Consider a $N \times N$ matrix $A=B_1+B_2$, where $B_1$ is a diagonal matrix with all the diagonal entries between $0$ and $1$ and $B_2$ is a skew symmetric matrix which can be written as
$$B_2= \begin{bmatrix} 0_{N-1} & f \\ -f^T & 0 \end{bmatrix}$$
where $0_{N-1}$ is the $N-1 \times N-1$ zero matrix, $f$ is a $N-1$ by $1$ vector. So $B_2=-B_2^T$.
My question is how many complex eigenvalues (non-zero imaginary part) $A$ has?
I have run some numerical simulations.

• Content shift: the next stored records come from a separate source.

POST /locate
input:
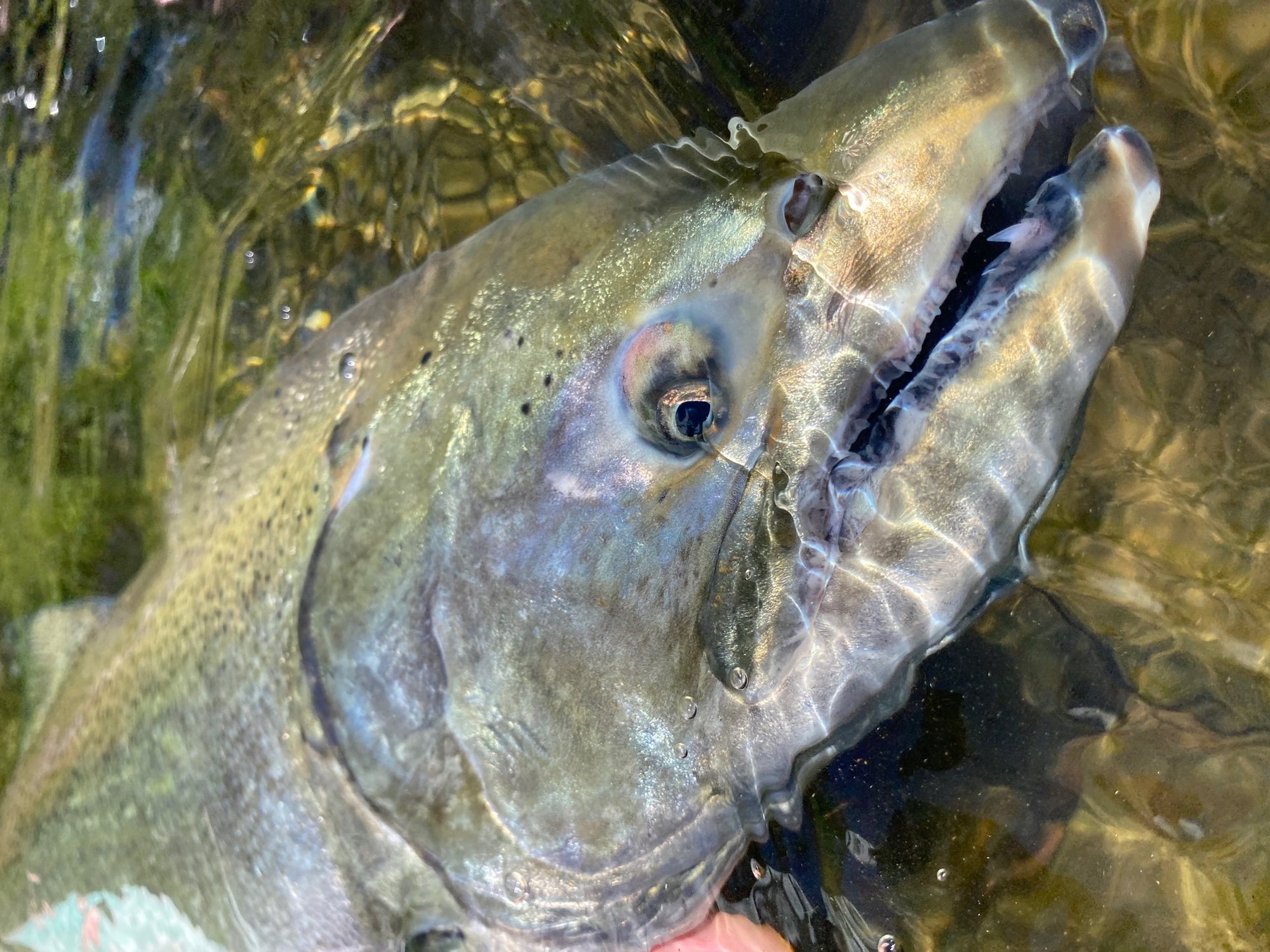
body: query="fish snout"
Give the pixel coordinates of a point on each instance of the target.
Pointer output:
(1079, 29)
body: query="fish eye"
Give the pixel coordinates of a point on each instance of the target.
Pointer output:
(685, 413)
(674, 387)
(802, 202)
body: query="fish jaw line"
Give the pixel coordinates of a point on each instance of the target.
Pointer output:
(816, 486)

It seems that $A$ can at most have one pair of complex eigenvalues. And it is plausible to me because the skew symmetric $B_2$ is only rank $2$.

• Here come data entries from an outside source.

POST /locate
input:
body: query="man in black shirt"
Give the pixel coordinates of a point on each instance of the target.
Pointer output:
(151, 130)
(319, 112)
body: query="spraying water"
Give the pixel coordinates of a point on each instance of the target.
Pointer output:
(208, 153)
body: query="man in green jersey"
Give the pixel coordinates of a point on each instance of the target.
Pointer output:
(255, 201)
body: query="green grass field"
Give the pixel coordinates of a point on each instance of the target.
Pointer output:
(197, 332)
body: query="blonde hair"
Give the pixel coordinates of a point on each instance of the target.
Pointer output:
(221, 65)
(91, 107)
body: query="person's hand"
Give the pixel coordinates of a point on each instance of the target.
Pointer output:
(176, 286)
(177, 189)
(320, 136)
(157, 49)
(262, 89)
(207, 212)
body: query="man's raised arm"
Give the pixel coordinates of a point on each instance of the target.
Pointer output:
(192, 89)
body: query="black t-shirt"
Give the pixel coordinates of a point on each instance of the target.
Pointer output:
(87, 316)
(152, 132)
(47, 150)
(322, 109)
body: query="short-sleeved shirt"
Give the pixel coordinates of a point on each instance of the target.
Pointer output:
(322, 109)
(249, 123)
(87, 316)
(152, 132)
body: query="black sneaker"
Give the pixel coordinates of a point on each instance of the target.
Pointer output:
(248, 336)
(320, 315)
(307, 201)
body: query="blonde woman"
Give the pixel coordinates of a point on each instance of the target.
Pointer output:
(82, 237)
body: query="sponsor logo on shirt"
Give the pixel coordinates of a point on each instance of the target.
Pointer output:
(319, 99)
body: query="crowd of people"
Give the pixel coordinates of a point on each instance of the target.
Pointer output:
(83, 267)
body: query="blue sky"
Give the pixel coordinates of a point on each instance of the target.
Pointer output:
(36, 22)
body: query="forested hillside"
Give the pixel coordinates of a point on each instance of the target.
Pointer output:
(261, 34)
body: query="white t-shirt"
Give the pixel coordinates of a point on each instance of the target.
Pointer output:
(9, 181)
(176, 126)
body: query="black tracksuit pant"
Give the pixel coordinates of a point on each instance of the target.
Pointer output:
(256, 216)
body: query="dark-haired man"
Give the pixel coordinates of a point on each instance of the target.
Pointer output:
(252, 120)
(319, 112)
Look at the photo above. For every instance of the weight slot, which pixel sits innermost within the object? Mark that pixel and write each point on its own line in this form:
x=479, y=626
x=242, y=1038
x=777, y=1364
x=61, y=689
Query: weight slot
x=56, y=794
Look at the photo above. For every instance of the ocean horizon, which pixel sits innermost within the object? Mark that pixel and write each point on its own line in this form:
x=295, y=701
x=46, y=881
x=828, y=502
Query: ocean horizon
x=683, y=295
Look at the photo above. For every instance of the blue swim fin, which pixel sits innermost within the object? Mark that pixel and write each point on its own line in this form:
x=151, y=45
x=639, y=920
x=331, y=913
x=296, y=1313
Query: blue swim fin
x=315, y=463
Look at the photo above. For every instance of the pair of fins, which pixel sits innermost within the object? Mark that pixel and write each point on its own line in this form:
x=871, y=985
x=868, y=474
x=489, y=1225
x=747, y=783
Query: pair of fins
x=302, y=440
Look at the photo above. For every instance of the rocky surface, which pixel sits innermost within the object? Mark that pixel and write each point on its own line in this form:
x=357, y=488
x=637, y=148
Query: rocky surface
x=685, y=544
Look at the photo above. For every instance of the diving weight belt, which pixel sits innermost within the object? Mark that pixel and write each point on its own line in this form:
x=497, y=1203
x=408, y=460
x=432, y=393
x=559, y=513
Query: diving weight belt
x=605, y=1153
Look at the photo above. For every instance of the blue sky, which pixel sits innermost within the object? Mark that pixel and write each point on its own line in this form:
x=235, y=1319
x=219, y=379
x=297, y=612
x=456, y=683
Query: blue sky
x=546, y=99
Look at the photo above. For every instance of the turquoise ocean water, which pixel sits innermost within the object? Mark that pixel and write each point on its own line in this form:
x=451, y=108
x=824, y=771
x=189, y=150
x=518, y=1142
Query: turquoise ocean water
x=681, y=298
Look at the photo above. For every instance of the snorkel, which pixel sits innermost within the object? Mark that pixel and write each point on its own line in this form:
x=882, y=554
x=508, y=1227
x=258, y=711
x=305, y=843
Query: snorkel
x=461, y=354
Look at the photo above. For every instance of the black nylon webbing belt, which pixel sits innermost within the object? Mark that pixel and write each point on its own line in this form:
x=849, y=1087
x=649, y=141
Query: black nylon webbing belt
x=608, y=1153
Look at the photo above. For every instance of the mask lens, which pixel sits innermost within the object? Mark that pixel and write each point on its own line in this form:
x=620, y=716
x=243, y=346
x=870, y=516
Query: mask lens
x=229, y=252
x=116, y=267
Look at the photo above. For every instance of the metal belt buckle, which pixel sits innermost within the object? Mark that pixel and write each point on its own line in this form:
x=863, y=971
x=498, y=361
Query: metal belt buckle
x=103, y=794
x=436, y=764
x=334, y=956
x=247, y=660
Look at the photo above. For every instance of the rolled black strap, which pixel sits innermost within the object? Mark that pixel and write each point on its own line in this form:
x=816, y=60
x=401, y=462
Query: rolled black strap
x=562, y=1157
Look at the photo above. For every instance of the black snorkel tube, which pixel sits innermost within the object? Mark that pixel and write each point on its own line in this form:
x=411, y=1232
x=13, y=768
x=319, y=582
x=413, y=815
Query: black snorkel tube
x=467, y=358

How can we prove this mathematically or come up with a counter example? If needed, we can put an upper bound on $|f|_2$. But I don't know that if it is necessary, as indicated from my simulations.

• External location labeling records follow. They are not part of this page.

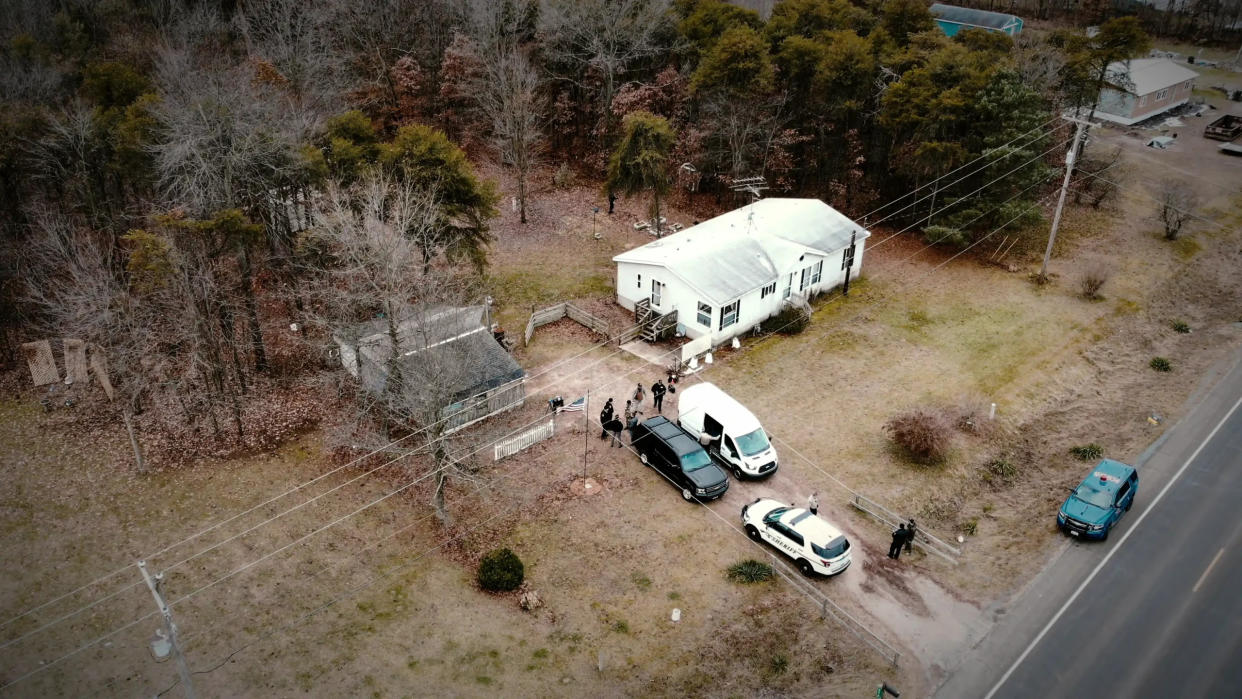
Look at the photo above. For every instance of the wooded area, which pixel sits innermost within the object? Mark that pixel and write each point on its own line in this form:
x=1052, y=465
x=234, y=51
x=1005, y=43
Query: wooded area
x=181, y=181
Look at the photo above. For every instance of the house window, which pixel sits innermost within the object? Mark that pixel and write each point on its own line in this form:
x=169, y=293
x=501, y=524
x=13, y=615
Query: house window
x=729, y=314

We only need $B_1$ to be diagonal. Positive definiteness is not needed. Let $A=\pmatrix{D&f\\ -f^T&a}$. If some entries of $f$ is zero, we can reduce the problem to case with a smaller-sized $A$. Assume $f$ is entrywise nonzero. As Friedrich Philipp suggests in his comment, we may make use of Schur complement: \begin{align} \det(tI-A)&=\det(tI-D)\left(t-a+f^T(tI-D)^{-1}f)\right)\\ &=\det(tI-D)\left(t-a+\sum_{j=1}^{n-1} \frac{f_j^2}{t-d_j}\right). \end{align} Hence it suffices to show that $g(t)=t-a+\sum_{j=1}^{n-1} \frac{f_j^2}{t-d_j}$ has at least $n-2$ real roots.
By permutation, we may assume that the diagonal entries are arranged in strictly ascending order. Since $g(d_j^-)=-\infty$ and $g(d_j^+)=+\infty$, if the diagonal elements of $D$ are distinct, $g$ changes sign on every interval $(d_j,d_{j+1})$. Consequently, $g$ changes sign at least $n-2$ times on $\mathbb R\setminus\{d_1,d_2,\ldots,d_{n-1}\}$ and $A$ has at least $n-2$ (distinct) real eigenvalues. By continuity of eigenvalues in the matrix entries, $A$ also has at least $n-2$ real eigenvalues when some diagonal elements of $D$ are the same.